I'm just going to jump in and say that yes, animation is time consuming.

Some MS members have already seen the one animation I've made in my entire life. It was a Valentine's Day gift for my wife in 2011. I spent an entire Saturday doing every step: paper-cutting, setting up a camera, taking photos (375 of them), repositioning paper cut-outs (374 times), uploading photos, sequencing and timing images in iMovie (an older version that's way better than the current), using royalty-free music and sound effects, and recording my voice.

So, 10+ hours of work, and how long does it take to watch the video. Two minutes. Almost.






I still love my wife as much as I did four years ago, but this V-Day I got her candy and flowers.


----------



## Devor (Apr 16, 2015)

Legendary Sidekick said:


> I spent an entire Saturday doing every step: paper-cutting, setting up a camera, taking photos (375 of them), repositioning paper cut-outs (374 times), uploading photos, sequencing and timing images in iMovie (an older version that's way better than the current), using royalty-free music and sound effects, and recording my voice.



Actually that's not half bad - you don't have to redraw every frame.  Let's say:

 - You get some still images and some basic white-words-on-a-black-screen to fill in some time.
 - This kind of process of photographing specific moving pieces of a knight and a dragon (or whatever) to handle a 2 minute action scene.
 - A silly script.
 - A voiceover.

It would be too much work to do every month, but I think you could pull together a good one-off video by combining all of that.


----------



## Garren Jacobsen (May 18, 2015)

So I've been brainstorming this and I thought of a way to incorporate different art styles into a single comprehensive story.

You have two gods playing a strategy game, like Chess, and they pick their pieces from a large selection. The gods then place them on the board. Each board represents a person within the world that the story takes place on. Every so often we see the person-piece's perspective on the goings on in the world. The gods move their pieces in turn. These are represented as the pieces feeling an overwhelming urge to act in a certain way and go to a certain place. However, once there the people will have the choice to act as they see fit.
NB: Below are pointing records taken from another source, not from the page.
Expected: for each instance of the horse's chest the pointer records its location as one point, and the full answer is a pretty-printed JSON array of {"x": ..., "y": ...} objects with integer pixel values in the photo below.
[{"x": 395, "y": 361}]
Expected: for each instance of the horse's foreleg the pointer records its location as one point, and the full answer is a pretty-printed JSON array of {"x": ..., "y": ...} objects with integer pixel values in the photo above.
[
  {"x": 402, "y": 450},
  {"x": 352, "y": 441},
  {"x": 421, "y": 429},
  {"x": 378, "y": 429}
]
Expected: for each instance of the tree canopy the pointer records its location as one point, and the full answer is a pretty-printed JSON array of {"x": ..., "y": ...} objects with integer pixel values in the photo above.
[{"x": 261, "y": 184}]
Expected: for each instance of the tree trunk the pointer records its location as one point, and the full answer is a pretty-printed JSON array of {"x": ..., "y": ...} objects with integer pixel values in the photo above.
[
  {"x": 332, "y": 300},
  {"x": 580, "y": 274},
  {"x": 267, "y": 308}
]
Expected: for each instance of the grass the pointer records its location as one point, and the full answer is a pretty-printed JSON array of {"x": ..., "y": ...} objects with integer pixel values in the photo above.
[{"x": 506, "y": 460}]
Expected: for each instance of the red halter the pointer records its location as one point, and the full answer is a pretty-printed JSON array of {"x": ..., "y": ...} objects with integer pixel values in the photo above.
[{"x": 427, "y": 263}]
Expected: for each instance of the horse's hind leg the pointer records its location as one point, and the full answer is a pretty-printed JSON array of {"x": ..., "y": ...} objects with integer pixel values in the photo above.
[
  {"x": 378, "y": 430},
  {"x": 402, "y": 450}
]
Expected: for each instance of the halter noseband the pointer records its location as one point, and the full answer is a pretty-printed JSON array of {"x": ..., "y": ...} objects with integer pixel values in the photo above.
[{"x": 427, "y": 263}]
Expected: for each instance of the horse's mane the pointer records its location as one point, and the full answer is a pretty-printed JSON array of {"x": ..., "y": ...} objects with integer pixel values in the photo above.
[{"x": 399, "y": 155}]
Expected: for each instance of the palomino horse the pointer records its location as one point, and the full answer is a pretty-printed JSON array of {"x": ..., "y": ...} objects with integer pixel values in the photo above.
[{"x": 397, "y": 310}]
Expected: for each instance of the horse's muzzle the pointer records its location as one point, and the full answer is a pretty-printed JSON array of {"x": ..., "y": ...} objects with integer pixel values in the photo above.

Every time we go to a person-piece we have a different art style. Suppose a god picks an elf piece. Their art style, I imagine, would be something more focused on natural lines and curves and be couched in a more earthy color scheme. Suppose another god chose a sentient from a dark realm (we'll call him the orc for now). The Orc's art style would be more grey and spartan, since he would be more militaristic and less concerned with natural beauty.

The above is merely a suggestion. What I would prefer is that the writing team creates a bunch of characters and the art style is reflected in their upbringing, characteristics, etc.

So what you would have is several somewhat intersecting shorts coming together and forming a larger world/conflict where all of their actions affect the overall plot and each other. 

I think this could work especially well with the youtube video format because you could separate the characters out into several channels and follow their story alone or watch them in a single format and watch chronologically.

What do you all think?


----------



## Devor (May 18, 2015)

It's a good step towards getting there.  How much art do you expect to need with this kind of format?


----------



## Garren Jacobsen (May 18, 2015)

I'm not entirely certain. I haven't thought of how many stories I would like to have. At least 3: one fir the god's interactions while playing the game, one for one god's champion, and a third for the other's. But, preferably no more than 5 with a similar division as noted previousl. But all of this kind of depends on story needs, artist time and skill, voice actor time and skill, and other logistical considerations.


----------